The growing threat of disruption to Russian crude exports continues to help oil sentiment, despite opposition to an EU-wide embargo from Hungary and a handful of other EU member states. the EU who remain heavily dependent on Russia.

News of unrest in Libya serves as a reminder of supply-side risks, but Russia remains a focus.

And while larger than expected declines in US crude oil and gasoline inventories initially had limited impact, this week’s US inventory data is still bullish for oil.

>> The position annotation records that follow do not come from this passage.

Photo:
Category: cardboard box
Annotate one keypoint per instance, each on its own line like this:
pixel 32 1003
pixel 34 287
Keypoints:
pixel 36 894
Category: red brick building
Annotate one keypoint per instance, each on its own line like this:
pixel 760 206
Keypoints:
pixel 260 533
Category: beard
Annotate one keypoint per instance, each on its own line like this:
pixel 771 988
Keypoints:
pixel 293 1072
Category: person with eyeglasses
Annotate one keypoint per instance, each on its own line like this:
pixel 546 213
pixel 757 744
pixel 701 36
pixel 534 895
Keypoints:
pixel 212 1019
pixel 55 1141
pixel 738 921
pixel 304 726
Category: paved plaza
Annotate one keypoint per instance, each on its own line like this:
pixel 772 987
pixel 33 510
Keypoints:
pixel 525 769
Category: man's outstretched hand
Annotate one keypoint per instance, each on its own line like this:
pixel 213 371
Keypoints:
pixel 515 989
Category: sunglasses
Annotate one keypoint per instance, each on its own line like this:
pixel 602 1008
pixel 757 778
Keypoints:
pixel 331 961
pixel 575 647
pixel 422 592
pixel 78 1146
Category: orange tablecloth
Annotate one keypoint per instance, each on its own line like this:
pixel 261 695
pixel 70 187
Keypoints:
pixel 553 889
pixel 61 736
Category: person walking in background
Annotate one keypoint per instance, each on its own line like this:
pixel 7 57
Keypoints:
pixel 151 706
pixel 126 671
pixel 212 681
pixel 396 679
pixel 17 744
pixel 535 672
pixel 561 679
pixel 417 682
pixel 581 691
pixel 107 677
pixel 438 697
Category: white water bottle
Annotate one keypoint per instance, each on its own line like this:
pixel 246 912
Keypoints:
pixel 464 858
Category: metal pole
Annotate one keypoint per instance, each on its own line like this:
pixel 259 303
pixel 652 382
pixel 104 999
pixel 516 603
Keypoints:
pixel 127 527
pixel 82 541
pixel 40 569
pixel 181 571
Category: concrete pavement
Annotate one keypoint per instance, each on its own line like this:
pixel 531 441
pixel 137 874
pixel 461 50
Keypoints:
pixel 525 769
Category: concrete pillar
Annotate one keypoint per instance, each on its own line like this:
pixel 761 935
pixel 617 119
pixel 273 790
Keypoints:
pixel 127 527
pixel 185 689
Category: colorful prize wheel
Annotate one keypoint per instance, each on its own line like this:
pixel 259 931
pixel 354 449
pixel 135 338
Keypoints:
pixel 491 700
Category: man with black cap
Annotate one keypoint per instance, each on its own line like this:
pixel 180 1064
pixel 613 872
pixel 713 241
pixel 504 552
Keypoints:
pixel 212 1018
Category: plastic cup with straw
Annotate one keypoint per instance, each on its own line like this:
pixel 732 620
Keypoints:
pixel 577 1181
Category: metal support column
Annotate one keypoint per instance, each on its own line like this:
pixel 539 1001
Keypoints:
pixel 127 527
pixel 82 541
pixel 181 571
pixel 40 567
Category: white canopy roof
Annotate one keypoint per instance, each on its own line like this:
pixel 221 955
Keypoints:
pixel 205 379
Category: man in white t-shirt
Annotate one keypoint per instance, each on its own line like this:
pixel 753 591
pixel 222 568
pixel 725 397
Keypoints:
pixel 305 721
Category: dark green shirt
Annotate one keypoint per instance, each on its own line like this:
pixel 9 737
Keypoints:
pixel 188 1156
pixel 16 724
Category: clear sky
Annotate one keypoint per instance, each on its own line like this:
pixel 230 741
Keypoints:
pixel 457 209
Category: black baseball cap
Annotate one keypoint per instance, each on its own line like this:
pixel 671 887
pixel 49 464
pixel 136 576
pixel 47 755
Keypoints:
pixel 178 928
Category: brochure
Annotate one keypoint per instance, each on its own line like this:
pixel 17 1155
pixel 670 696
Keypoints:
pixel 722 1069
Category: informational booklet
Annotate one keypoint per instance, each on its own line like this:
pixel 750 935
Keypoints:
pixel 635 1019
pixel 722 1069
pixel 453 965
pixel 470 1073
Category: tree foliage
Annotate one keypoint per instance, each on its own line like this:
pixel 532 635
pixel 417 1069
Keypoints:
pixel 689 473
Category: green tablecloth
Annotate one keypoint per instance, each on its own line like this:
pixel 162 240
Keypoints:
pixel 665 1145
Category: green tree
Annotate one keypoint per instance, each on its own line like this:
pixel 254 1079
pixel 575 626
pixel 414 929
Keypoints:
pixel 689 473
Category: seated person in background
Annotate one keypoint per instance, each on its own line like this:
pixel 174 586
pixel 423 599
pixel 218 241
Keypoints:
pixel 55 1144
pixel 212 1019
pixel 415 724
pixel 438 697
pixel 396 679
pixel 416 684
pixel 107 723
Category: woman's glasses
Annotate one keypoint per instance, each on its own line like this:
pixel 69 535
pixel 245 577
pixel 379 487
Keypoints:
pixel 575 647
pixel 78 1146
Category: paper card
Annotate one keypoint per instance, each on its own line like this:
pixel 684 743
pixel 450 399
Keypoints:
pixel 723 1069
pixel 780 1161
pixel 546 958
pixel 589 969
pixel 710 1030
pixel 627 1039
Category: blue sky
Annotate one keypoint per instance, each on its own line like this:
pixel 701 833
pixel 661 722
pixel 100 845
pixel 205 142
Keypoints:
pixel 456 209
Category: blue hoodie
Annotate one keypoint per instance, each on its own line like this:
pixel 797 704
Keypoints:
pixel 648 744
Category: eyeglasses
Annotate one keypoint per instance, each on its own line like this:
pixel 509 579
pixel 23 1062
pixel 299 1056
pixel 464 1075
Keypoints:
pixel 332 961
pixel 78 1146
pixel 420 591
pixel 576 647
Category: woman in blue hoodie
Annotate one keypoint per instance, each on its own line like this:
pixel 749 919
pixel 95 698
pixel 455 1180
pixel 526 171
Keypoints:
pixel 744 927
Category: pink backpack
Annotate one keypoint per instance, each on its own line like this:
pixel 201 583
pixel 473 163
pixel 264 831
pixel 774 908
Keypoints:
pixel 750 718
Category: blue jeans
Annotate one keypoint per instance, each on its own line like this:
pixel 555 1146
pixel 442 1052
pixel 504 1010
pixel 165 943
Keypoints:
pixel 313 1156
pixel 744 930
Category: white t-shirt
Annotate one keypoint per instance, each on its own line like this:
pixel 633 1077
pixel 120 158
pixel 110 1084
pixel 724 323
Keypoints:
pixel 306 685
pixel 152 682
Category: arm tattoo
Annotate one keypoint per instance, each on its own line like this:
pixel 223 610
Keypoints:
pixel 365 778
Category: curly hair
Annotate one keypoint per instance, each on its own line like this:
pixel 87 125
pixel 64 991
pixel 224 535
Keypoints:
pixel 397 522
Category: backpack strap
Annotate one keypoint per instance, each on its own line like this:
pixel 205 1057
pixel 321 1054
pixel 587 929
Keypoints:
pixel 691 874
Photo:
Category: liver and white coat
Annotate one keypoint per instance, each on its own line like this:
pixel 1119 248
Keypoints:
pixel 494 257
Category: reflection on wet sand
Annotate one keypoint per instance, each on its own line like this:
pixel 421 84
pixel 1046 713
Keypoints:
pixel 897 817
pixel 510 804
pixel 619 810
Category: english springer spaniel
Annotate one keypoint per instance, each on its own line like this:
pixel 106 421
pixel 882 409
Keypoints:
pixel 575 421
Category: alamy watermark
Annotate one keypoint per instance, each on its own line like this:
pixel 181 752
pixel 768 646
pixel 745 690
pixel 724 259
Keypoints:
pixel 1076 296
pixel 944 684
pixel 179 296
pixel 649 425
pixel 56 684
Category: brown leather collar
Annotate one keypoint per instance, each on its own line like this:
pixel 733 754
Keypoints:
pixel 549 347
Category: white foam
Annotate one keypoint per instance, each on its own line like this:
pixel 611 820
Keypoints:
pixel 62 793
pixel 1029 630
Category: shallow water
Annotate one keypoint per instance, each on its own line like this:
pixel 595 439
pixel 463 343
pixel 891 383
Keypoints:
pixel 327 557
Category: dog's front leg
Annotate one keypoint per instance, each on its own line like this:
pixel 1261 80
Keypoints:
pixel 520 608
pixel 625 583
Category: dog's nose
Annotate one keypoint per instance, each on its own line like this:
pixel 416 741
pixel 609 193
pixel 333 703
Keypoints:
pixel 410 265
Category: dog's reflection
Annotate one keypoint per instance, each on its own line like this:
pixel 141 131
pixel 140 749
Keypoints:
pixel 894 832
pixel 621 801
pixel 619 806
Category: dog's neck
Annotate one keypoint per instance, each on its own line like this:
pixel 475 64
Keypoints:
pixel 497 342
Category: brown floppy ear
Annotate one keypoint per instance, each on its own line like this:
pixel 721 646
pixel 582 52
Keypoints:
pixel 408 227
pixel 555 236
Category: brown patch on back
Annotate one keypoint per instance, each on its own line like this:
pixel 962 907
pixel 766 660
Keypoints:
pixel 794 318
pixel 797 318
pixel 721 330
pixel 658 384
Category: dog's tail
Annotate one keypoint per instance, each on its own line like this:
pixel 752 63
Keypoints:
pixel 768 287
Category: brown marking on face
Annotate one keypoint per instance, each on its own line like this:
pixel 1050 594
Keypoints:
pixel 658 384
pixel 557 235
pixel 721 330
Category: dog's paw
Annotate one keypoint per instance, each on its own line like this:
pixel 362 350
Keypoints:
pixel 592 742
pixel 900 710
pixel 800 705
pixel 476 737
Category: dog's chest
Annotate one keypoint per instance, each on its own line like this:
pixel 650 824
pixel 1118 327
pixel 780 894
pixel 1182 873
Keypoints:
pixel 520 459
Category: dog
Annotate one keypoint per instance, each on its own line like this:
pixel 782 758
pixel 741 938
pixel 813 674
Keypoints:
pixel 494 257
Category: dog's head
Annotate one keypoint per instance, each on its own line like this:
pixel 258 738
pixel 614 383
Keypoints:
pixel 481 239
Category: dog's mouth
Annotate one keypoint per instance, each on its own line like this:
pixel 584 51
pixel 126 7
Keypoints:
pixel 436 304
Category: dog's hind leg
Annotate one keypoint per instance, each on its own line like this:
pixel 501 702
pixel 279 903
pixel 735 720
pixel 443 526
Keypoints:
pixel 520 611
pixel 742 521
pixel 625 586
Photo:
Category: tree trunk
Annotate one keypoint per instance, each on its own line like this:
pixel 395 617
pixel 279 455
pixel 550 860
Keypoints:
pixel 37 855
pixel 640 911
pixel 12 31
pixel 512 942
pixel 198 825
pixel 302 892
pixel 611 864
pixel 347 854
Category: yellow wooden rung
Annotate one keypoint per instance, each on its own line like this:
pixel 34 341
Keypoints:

But if U.S. growth data continues to deteriorate, oil prices could get caught in the negative stock market feedback loop.


Gold rose as US yields tumble and the US dollar loses some of its safe-haven appeal due to weak US growth data.

Gold market dynamics changed for the first time in several months. Bullion prices have started to break free from the tendency to sell into economic destruction, like other commodities, and now appear to be acting as a safe haven. With gold performing well as stocks fall, bullion could surprise a short market if it can sustain this trend.

Friday Forex Madness

The safe haven dollar is not so safe these days.

The US Dollar is weaker as the curve predicts less upside, and some are placing greater weight on the likelihood of a recession.

Thus, the focus shifted from not fighting the Fed to a policy error, with upsides priced along the US curve due to poor data and higher recession risks. The Fed is leading the bull cycle, so the USD will also be hit first, as bulls are repriced lower.

Technical data from the rates market also plays a role, with 10-year yields capping at nearly 3%. The lower end of the range is now 2.70%, so some in the market believe there may be a downside test of this level; that’s why gold has found a little shine.

The stabilization of China would be a huge weight on the shoulders of the equity market. A few well-positioned areas could experience a reversal if there starts to be better news from China.

On the G10 side, the AUD has room for improvement if China manages to stabilize in the short term (the NZD and the CAD should benefit from this).

The JPY remains a long in a recessionary environment, as does the CHF on SNB intervention talks. The ECB is raising rates in a perfect storm that will no doubt widen peripheral spreads, making lower EURCHF screens brighter.

In Asia FX, the periphery would benefit from any easing of Chinese concerns. Consequently, there has been some selling interest across $Asia pairing longs and initiating tactical shorts on China’s easing impulse. I think the undervalued MYR could be an excellent rally candidate with the BNM already rising. And of course, the travel-sensitive THB is on track after the robust trade data, and a rebound in tourism will melt in to provide the BoT with the opportunity to raise rates to ward off imported inflation.

As we suggested during China’s re-opening rebound, this could turn the tide for YUAN; it apparently does as there has been less USD buying over the past few sessions, while longs have started to give way to strong momentum from domestic equities.

However, the drop is likely due to reports suggesting that Chinese Communist Party members should shed their overseas assets, which is likely contributing to the downdraft.